Philadelphia Building Inspector Kills Self After Deadly Collapse

By | June 17, 2013

A veteran Philadelphia building inspector who apparently committed suicide had inspected the site of a deadly building collapse twice in February and an adjacent, related project in mid-May.

The June 5 collapse killed six people when a four-story building tumbled onto a small thrift shop. The demolition site consisted of three attached buildings.

City records show that Ronald Wagenhoffer inspected the site before work began on Feb. 12 and again on Feb. 25, after it got underway. He returned to the strip of attached storefronts on May 14 after a citizen complained about the demolition being conducted at the building next door to the one that collapsed. Wagenhoffer found the complaint unfounded.

Mayor Michael Nutter called the death last week of 52-year-old Wagenhoffer “astounding” and “painful.”

“We had six people who died in the building collapse and now we’ve had another person perish because of this particular tragedy,” Nutter said in Chicago, where he was attending a conference last Thursday. “This was just astounding to find this out.”
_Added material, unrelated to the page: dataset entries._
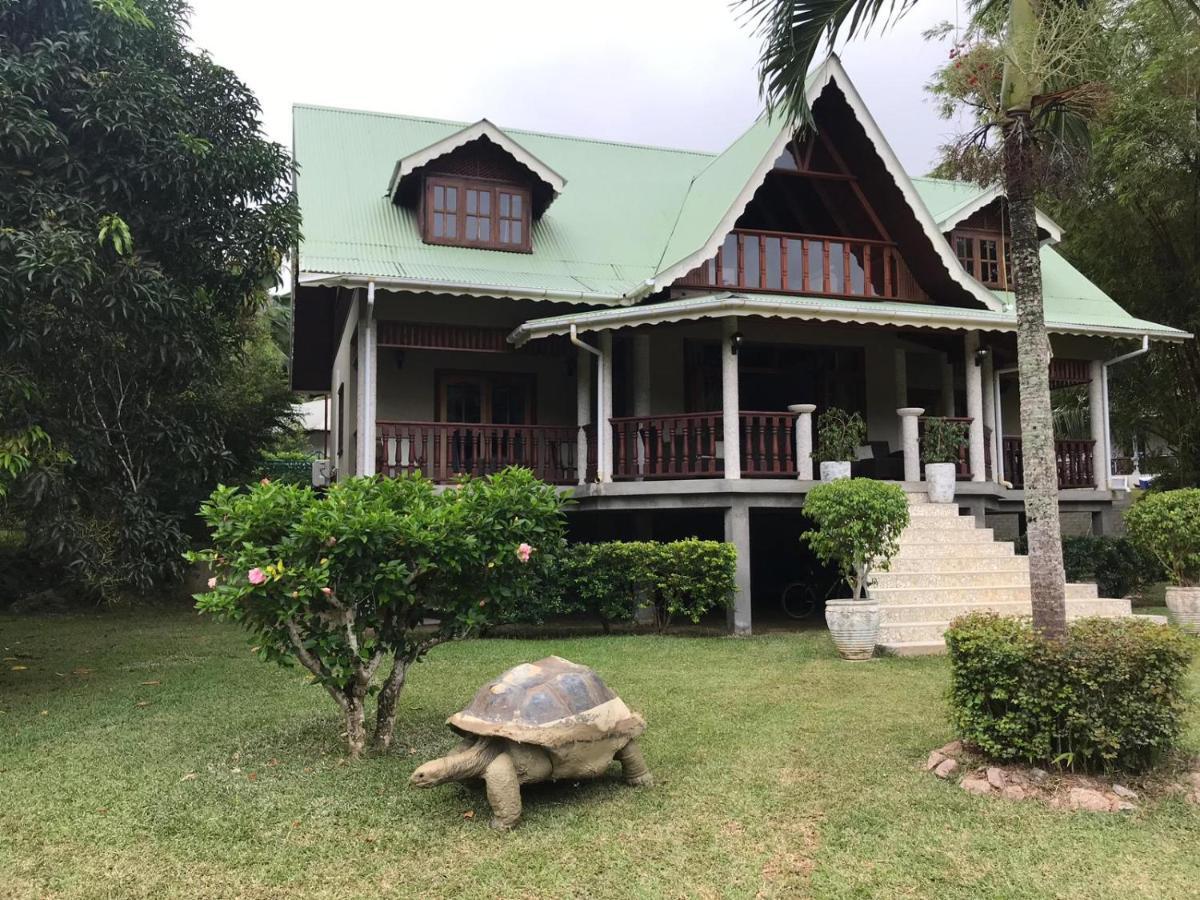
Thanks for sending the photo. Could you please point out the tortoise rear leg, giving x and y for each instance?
(637, 773)
(503, 791)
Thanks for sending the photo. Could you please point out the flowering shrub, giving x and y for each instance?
(612, 580)
(346, 582)
(1108, 696)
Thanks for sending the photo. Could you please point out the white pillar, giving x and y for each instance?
(973, 371)
(803, 439)
(582, 409)
(1096, 414)
(901, 377)
(604, 401)
(989, 412)
(731, 423)
(641, 389)
(737, 532)
(365, 463)
(947, 387)
(911, 442)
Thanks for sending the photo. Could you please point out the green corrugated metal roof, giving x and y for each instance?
(628, 213)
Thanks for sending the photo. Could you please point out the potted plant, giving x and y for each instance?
(1168, 527)
(940, 450)
(858, 525)
(839, 436)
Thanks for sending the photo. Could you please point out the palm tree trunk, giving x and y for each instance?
(1047, 575)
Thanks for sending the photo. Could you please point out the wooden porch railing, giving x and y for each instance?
(443, 451)
(808, 264)
(1073, 459)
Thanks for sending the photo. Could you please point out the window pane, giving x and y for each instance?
(795, 265)
(750, 258)
(773, 270)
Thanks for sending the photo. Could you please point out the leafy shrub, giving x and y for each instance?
(612, 580)
(343, 582)
(1167, 526)
(1110, 696)
(1117, 565)
(942, 441)
(839, 435)
(858, 526)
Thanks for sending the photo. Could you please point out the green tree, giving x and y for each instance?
(143, 219)
(1037, 100)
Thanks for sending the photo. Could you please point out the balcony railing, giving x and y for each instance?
(1073, 459)
(693, 445)
(443, 451)
(808, 264)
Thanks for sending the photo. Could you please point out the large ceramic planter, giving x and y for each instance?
(1183, 605)
(834, 471)
(940, 479)
(855, 627)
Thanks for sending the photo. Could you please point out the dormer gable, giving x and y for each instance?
(477, 187)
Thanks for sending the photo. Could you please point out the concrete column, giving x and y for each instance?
(901, 377)
(604, 401)
(641, 388)
(803, 439)
(975, 405)
(911, 442)
(582, 408)
(365, 463)
(989, 412)
(1096, 414)
(947, 387)
(737, 532)
(730, 421)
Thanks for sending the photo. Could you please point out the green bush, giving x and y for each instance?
(839, 435)
(346, 582)
(943, 441)
(1167, 526)
(1110, 696)
(612, 580)
(858, 526)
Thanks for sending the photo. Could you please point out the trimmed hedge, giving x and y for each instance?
(1110, 696)
(612, 580)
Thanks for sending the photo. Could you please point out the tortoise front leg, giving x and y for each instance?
(637, 773)
(503, 791)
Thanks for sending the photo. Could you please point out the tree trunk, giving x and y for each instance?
(389, 696)
(1047, 576)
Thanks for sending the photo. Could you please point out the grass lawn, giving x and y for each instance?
(783, 772)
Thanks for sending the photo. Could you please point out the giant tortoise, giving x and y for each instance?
(539, 721)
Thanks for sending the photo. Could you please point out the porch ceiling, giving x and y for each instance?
(815, 309)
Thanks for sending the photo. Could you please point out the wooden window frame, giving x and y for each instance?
(492, 186)
(976, 237)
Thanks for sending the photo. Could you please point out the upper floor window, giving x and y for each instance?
(984, 255)
(472, 213)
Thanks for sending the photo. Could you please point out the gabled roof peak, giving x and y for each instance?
(483, 130)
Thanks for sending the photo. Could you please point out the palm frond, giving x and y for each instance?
(792, 33)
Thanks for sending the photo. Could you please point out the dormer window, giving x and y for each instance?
(474, 213)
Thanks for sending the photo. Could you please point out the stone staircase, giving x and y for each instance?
(948, 567)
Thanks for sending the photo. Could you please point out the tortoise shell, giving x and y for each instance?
(549, 702)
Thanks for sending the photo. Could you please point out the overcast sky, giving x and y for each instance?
(669, 72)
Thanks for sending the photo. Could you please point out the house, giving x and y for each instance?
(655, 328)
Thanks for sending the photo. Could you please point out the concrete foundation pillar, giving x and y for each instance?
(803, 439)
(582, 409)
(731, 425)
(1096, 417)
(737, 532)
(910, 441)
(973, 371)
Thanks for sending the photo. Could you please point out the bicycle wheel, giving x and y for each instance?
(797, 600)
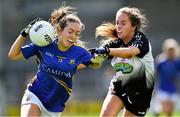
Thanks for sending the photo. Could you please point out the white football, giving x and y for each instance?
(42, 33)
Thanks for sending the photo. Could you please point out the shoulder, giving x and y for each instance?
(139, 36)
(79, 49)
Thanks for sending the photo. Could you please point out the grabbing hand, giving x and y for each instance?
(101, 50)
(25, 31)
(98, 58)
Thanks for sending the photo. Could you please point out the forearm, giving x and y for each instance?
(124, 52)
(95, 65)
(15, 51)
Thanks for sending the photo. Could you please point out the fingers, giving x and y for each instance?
(34, 21)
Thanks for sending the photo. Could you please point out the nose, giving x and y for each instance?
(73, 36)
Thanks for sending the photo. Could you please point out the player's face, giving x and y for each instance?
(124, 28)
(70, 34)
(171, 53)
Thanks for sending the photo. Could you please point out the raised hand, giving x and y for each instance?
(25, 31)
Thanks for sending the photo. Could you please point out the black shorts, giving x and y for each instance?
(135, 96)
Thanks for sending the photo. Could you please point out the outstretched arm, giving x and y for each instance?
(15, 51)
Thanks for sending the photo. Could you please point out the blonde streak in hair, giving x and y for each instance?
(106, 30)
(80, 43)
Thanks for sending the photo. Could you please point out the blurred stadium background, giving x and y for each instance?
(90, 86)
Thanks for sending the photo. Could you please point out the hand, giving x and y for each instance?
(98, 58)
(25, 31)
(101, 50)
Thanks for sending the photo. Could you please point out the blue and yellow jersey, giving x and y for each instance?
(53, 81)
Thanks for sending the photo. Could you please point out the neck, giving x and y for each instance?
(62, 47)
(128, 38)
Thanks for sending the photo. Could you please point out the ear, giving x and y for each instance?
(58, 29)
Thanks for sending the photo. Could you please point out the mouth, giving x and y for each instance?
(71, 41)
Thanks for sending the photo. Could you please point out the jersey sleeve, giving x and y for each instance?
(29, 50)
(85, 58)
(142, 43)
A demolition subcontractor, 42-year-old Sean Benschop, has been charged with six counts of involuntary manslaughter for allegedly being “impaired” by marijuana and painkillers while operating an excavator just before the crash. He also had his right hand in a cast, but his lawyer has said he was fit to work that day. The collapse was an accident and Benschop was not responsible for it, his lawyer has said.

The strip of buildings being demolished at the edge of downtown were owned by New York developer Richard Basciano, once dubbed the porn king of Times Square. Bosciano was believed to be at the site that morning, talking to demolition contractor Griffin Campbell, when an unsupported four-story brick wall crashed onto the thrift store. The demolition was being done for $122,000, according to Campbell’s lawyer, although the permit listed the job cost as $10,000.
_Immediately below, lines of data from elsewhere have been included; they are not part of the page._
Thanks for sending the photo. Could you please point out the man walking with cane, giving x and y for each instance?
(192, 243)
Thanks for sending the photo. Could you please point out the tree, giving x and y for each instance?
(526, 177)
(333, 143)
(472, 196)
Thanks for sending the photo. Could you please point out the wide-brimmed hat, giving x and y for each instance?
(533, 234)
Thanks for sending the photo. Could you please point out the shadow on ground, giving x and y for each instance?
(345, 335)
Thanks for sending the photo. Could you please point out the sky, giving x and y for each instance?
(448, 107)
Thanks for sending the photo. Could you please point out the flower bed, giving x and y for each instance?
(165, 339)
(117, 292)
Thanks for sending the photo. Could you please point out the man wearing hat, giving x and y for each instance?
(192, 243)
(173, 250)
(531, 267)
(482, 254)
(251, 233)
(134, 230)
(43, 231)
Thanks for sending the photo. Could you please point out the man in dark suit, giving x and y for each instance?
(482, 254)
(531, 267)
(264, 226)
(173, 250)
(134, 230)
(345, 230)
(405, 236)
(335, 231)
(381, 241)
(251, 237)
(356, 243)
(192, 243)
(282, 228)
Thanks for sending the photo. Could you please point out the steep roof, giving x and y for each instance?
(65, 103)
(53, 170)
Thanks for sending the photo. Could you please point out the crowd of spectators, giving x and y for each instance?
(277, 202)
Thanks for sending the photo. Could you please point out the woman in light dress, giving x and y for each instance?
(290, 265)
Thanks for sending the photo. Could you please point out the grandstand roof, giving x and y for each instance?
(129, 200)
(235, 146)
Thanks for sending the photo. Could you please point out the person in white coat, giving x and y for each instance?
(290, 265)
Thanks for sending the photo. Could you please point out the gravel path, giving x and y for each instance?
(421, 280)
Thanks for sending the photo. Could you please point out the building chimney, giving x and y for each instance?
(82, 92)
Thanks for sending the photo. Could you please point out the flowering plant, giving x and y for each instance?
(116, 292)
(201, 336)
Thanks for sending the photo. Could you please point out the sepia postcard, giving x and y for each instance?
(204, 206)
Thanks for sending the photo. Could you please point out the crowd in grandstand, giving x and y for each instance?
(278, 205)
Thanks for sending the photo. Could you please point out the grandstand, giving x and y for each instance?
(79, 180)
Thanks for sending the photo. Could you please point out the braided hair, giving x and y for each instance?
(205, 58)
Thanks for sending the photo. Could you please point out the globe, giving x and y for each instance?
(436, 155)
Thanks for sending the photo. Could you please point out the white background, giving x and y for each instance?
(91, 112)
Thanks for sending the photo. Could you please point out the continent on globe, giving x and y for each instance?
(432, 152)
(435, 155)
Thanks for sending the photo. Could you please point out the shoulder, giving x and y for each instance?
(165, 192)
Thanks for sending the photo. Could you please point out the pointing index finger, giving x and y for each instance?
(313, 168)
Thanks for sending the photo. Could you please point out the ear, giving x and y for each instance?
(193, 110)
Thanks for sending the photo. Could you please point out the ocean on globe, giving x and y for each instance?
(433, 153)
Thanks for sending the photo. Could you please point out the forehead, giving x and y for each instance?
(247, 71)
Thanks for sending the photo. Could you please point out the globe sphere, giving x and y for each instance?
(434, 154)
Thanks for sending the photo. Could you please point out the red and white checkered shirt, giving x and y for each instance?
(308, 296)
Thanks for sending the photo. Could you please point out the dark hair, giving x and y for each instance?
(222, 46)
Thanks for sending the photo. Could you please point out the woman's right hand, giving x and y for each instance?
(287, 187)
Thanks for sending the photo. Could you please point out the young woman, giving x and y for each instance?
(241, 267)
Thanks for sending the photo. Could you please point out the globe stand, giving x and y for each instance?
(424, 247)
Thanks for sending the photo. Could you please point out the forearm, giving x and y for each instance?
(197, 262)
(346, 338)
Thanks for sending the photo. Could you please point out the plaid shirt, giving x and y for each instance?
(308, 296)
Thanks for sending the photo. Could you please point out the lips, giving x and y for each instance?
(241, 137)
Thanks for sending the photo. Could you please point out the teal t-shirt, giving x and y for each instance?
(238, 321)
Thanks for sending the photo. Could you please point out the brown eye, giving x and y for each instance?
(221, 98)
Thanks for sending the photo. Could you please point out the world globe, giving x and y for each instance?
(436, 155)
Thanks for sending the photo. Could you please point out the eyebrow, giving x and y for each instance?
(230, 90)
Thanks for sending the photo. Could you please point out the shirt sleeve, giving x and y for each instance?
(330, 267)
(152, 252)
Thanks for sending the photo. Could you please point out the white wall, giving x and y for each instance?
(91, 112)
Wagenhoffer was not the person who approved the demolition permit.

Basciano’s lawyer, Thomas Sprague, declined comment on his client’s reaction to the inspector’s death or to any of the investigations underway. They include probes by the city, the District Attorney’s Office and a plaintiff’s lawyer representing several survivors.

Campbell’s lawyer, Kenneth Edelin, has said that Benschop was not authorized to use heavy equipment to knock down the wall, but only to remove debris. Benschop’s lawyer, Daine Grey, said his client was following orders “100 percent.”
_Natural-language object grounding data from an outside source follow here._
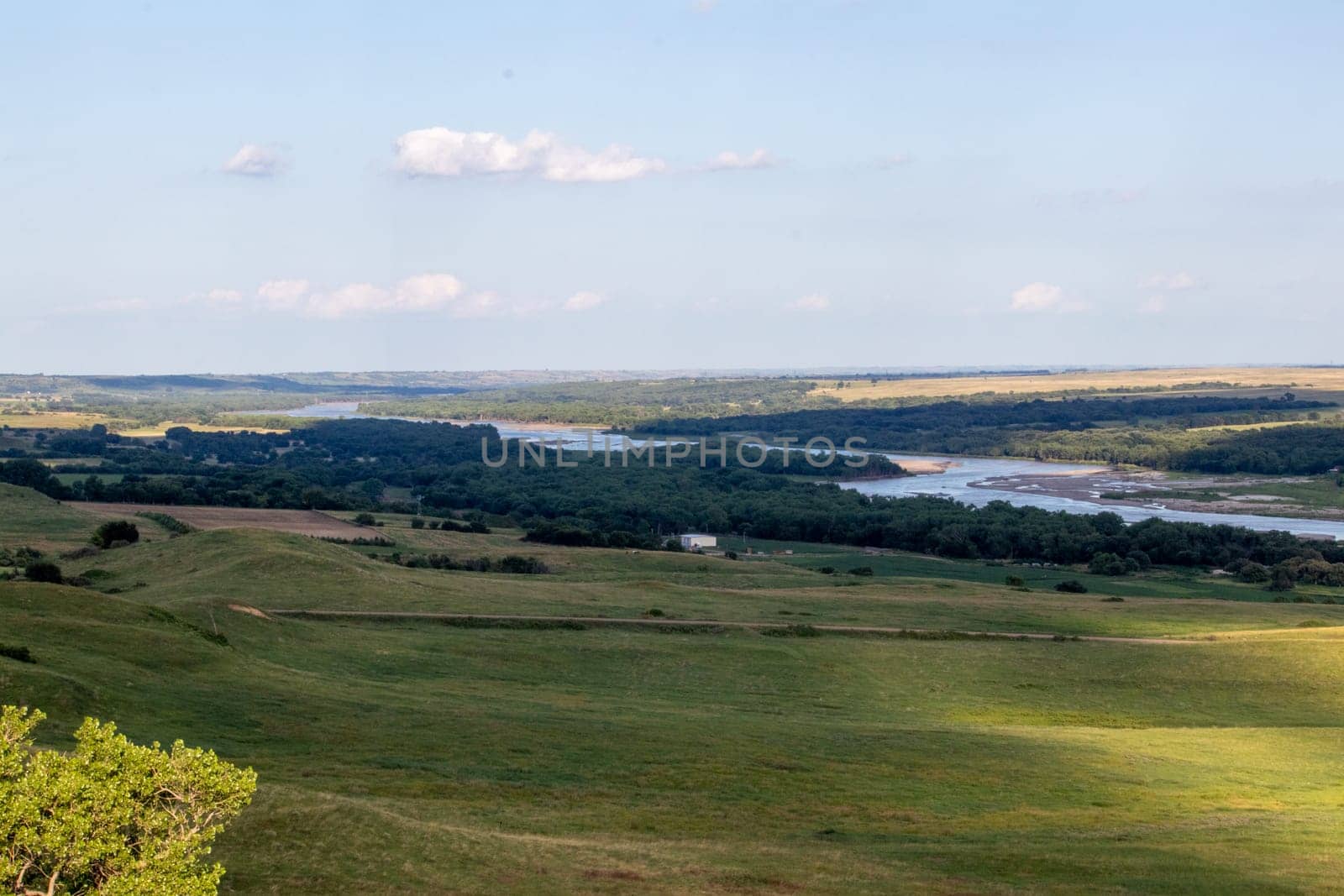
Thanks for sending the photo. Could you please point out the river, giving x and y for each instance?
(971, 479)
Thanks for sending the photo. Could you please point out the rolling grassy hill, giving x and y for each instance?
(413, 757)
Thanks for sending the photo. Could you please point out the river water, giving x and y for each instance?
(958, 481)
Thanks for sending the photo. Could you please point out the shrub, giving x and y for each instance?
(171, 523)
(1256, 573)
(44, 571)
(13, 652)
(1108, 563)
(1140, 559)
(1281, 579)
(796, 631)
(116, 533)
(521, 564)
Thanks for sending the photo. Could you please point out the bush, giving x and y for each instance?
(796, 631)
(22, 654)
(171, 523)
(1281, 579)
(1108, 563)
(44, 571)
(116, 533)
(1254, 573)
(521, 564)
(1140, 559)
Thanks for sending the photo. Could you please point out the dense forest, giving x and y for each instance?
(351, 464)
(1162, 432)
Wagenhoffer had started working for the city as a carpenter in 1997 and worked his way up to his post as an inspector, earning just over $60,000, according to city records. He had been nominated for a top safety award in the city’s Licenses and Inspections department in 2011.

Nutter said he had talked to Wagenhoffer’s wife, Michele, to offer support. The couple married 10 years ago and have a young son, according to Wagenhoffer’s Facebook page, which shows him atop a skyscraper a few blocks from the collapse site earlier this year.

“Another day working in the best city in the world,” he wrote in an early March post.

Wagenhoffer had continued to work after the building collapse June 5, and finished his last shift on June 12, just hours before his death. Police found his body in his vehicle at about 9 p.m., about a mile from his handsome $560,000 home. He died of an apparently self-inflicted gunshot to the chest, authorities said.